Introduction: Radiotherapy (RT) outcome is governed by radiosensitivity and DNA repair capacity of tumour cells and their interaction with surrounding normal tissues and vice versa. As radiosensitivity varies with the origin and genetic makeup of the cell, this study compares direct and bystander responses in directly targeted to X-rays and non-targeted (bystander) tumour (MCF-7 and PC3) and normal (MCF10A and HPrEC) epithelial cells of breast and prostate origin.

Methods: Cells were exposed to X-rays (0, 2, and 4 Gy) by a clinical linear accelerator and co-cultured with corresponding unirradiated cells. Micronucleus (MN) and clonogenic assays were adopted to quantify the DNA damage and survival fraction (SF), respectively, in all cells and multicolour fluorescence in situ hybridization (m-FISH) in MCF-7 and PC3 cells to identify the chromosomes frequently involved in translocations.

Results: Directly targeted tumour and normal cells showed a significant increase in MN frequency and decrease in SF. MN frequency increased from 0.023 ± 0.004 (control) to 0.076 ± 0.008 (2 Gy) and 0.177 ± 0.013 (4 Gy) in MCF-7 cells. MCF10A showed MN frequency of 0.049 ± 0.007 (control), 0.128 ± 0.011 (2 Gy), and 0.219 ± 0.014 (4 Gy). SF was significantly higher in MCF-7 (0.39 ± 0.03 and 0.15 ± 0.02) cells than MCF10A (0.30 ± 0.02 and 0.12 ± 0.01). MN frequency in PC3 cells increased from 0.056 ± 0.007 (control) to 0.168 ± 0.012 (2 Gy) and 0.378 ± 0.019 (4 Gy). HPrEC exhibited MN frequency of 0.018 ± 0.004 (control), 0.058 ± 0.007 (2 Gy), and 0.147 ± 0.012 (4 Gy). SF was higher in HPrEC (0.72 ± 0.03 and 0.40 ± 0.02) cells than PC3 (0.22 ± 0.01 and 0.09 ± 0.004). Similarly, a significant increase in MN frequency was observed in the non-targeted cells when compared to that of control, confirming occurrence of radiation-induced bystander effect. Thus, the results indicate radiation sensitivity differs among the cell types. The m-FISH results reveal a non-random distribution of X-irradiation-induced breaks and translocation. In directly targeted cells, chromosomes 7, 16, 17, 20, 21, 22 (MCF-7) and 3, 4, 6, 14, 17 (PC3) showed frequent involvement in translocations. Chromosomes 17 and 20 (MCF-7) and 10, 11, and 18 (PC3) were frequently involved in non-targeted cells.

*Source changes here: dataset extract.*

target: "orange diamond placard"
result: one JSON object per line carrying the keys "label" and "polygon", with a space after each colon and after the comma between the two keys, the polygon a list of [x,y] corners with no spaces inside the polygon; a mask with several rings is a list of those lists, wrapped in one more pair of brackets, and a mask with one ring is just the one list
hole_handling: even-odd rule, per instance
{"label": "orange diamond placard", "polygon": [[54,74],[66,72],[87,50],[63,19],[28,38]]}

Conclusion: The present study results indicate that the tumour cells demonstrated higher radiosensitivity and a stronger bystander response than normal cells. Intrinsic molecular factors and genome organization affect both targeted and non-targeted responses, emphasizing their relevance for optimizing RT strategies.